Le premier des racketteurs, d’ailleurs est l’État israélien lui même, qui par exemple exige le paiements de sommes énormes de tout Palestinien qui demande un permis de bâtir qui lui sera systématiquement refusé, ou qui –plus cynique encore – met à charge des victimes les “frais de démolition” des maisons arabes. Il montre ainsi l’exemple à des militaires, dont certains doivent se dire qu’ils auraient tort de se gêner…

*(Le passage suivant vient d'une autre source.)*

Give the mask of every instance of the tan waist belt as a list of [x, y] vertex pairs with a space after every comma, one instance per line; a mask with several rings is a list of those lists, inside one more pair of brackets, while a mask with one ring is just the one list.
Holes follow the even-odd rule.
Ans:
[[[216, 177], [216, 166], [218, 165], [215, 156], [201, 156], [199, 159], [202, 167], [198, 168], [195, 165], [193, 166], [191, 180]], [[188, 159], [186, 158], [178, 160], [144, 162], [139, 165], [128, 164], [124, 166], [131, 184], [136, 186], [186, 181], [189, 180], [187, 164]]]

L’arrestation de ce menu fretin sera évidemment la bienvenue pour une haute hiérarchie militaire et des politiques mis en cause dans cette affaire de piraterie autour de laquelle se bousculent ridiculement profusion de commissions d’enquêtes toutes moins crédibles les unes que les autres **, puisque cela détournera un peu l’attention et que la sévérité avec laquelle on les traitera – au moins dans un premier temps, car on sait que les plus dures condamnations de militaires en Israël, pour des faits bien plus graves, sont souvent rapidement abandonnées dès que l’attention des média se porte ailleurs – permettra contre toute raison de réaffirmer le caractère hautement moral de l’armée d’occupation. On va donc s’en servir comme de “traîtres utiles”

On serait curieux de savoir ce que sont devenus, outre les quelques ordinateurs au centre de ce petit trafic minable, tous les autres PC volés, l’argent liquide, les caméras, les appareils photo, les passeports (les services israéliens sont très friands de passeports étrangers à contrefaire, mais cela vaut aussi très cher pour les trafiquants de tous poils,…), etc.

Il y a quelques jours à peine, Israël a restitué le Mavi Marmara à la Turquie. Difficile à revendre sous le manteau, il faut bien dire…


* de même que, comme aurait écrit Courteline, “se faire traiter de con par un imbécile est un plaisir de fin gourmet”, il a des gens de la part de qui l’accusation suprême est reçue comme un hommage.
** l’ONU a réussi le tour de force de mettre sur pied une commission encore moins crédible que celle de Netanyahou, en nommant Alvaro Uribe, l’ancien président colombien, experts en massacres particulièrement compétent.